De verhuurder gaat tegen deze uitspraak in hoger beroep. Het gerechtshof moet vervolgens oordelen of de huur rechtsgeldig is opgezegd met een mondelinge opzegging. Het hof meldt allereerst dat het vereiste om bij exploot of aangetekende brief op te zeggen, een wettelijk vormvoorschrift is.
De rechter heeft echter de ruimte om te bepalen wat het gevolg is van het overtreden van zo’n vormvoorschrift. Het hof overweegt dat het voorschrift om de huurovereenkomst bij exploot of aangetekende brief op te zeggen het doel heeft om duidelijkheid te verschaffen of er werkelijk is opgezegd. De opzegging kan dus ook mondeling plaatsvinden als dat duidelijk (en tijdig) gebeurd.
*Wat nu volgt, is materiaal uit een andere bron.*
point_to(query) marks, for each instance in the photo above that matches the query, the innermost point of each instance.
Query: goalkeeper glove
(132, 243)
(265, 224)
Kortom: is het voor de verhuurder duidelijk dat de huur tijdig is opgezegd, dan mag hij de huurder niet tegenwerpen dat hij niet de juiste vormvoorschriften in acht heeft genomen.
Vervolgens bekijkt het Hof of ook hier sprake is van een duidelijke en tijdige mondelinge opzegging. Het hof constateert dat uit de gesprekken in 2013 niet ondubbelzinnig blijkt dat de huur is opgezegd. Uit de gesprekken blijkt alleen dat het slecht gaat met de winkel en dat de huurder met de winkel wilde stoppen. Dat zij ook de huurovereenkomst wilde opzeggen, is niet duidelijk. Dat blijkt ook niet uit het feit dat de winkel kort na het gesprek is gesloten.
De verhuurder had uit de omstandigheden namelijk ook kunnen begrijpen dat de huurder de verdere ontwikkelingen nog even wilde afwachten voordat zij daadwerkelijk de huur op zou zeggen. Vervolgens oordeelt het hof dat ook de latere brief van 12 juni 2014 niet leidt tot een rechtsgeldige opzegging, omdat hierbij niet de termijn van een jaar in acht is genomen. De slotsom is dat de huurovereenkomst voor een termijn van vijf jaar is verlengd en de huurder gehouden is de huur te betalen. Een bittere pil voor de huurder.
Een huurder die zijn huurovereenkomst opzegt, doet er uiteraard verstandig aan om tijdig en schriftelijk op te zeggen per exploot of aangetekend schrijven. Een ontvangstbevestiging van die opzegging door de verhuurder kan uiteraard ook geen kwaad. Vergeet hij schriftelijk op te zeggen, maar blijkt uit de omstandigheden dat de huurder de huurovereenkomst toch (mondeling) ondubbelzinnig heeft opgezegd, dan is de opzegging in de meeste gevallen toch rechtsgeldig.